THE IMPORTANCE OF ASYMPTOMATIC INFECTIONS
The US survey was carried out at a time during which it was not possible to measure serum antibodies, and, thus, the survey data could not directly quantify the spread of the virus in the population. To do so, assumptions are needed about the number of asymptomatic individuals; for example, Morabia assumed that a third of influenza infections were asymptomatic (as estimated in ENE-COVID for SARS-CoV-2).

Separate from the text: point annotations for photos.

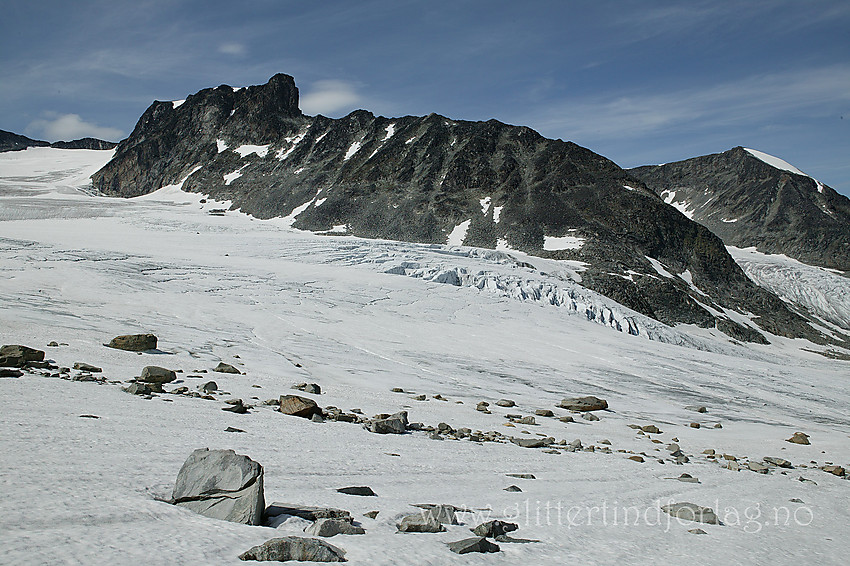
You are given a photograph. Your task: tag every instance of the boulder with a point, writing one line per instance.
(423, 522)
(333, 527)
(299, 549)
(307, 512)
(691, 512)
(583, 404)
(226, 368)
(133, 342)
(445, 514)
(312, 388)
(298, 406)
(363, 491)
(778, 462)
(223, 485)
(138, 389)
(494, 528)
(799, 438)
(835, 470)
(393, 424)
(15, 355)
(156, 374)
(529, 442)
(475, 544)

The impossibility of detecting asymptomatic individuals also has implications for the calculation of mortality. The 1918 US survey data could only be used to estimate the case fatality risk—that is, the proportion of individuals with influenza symptoms who died during the course of the disease.2 By contrast, the 2020 Spanish serosurvey data could be used to also estimate the infection fatality risk—that is, the proportion of individuals infected with SARS-CoV-2 (regardless of symptoms) who died.3 While knowing the case fatality risk is important for clinical purposes, knowing the infection fatality risk in different population groups assists pandemic management: we have no control over who becomes symptomatic after infection, but we can adopt measures to prevent infection.
In summary, Frost and Sydenstricker’s retrospective survey was quite impressive given the options at their disposal in 1918. However, a longitudinal serosurvey like ENE-COVID required an additional century of scientific, technological, and social progress. Historical comparisons regarding other aspects of pandemic management—nutritional status of the population, development of diagnostics, therapeutics, and vaccines—lead to the same conclusion: despite the magnitude of human suffering caused by the SARS-CoV-2 pandemic, our generation has been way more fortunate than previous ones.
CONFLICTS OF INTEREST
The authors have no conflicts of interest to report.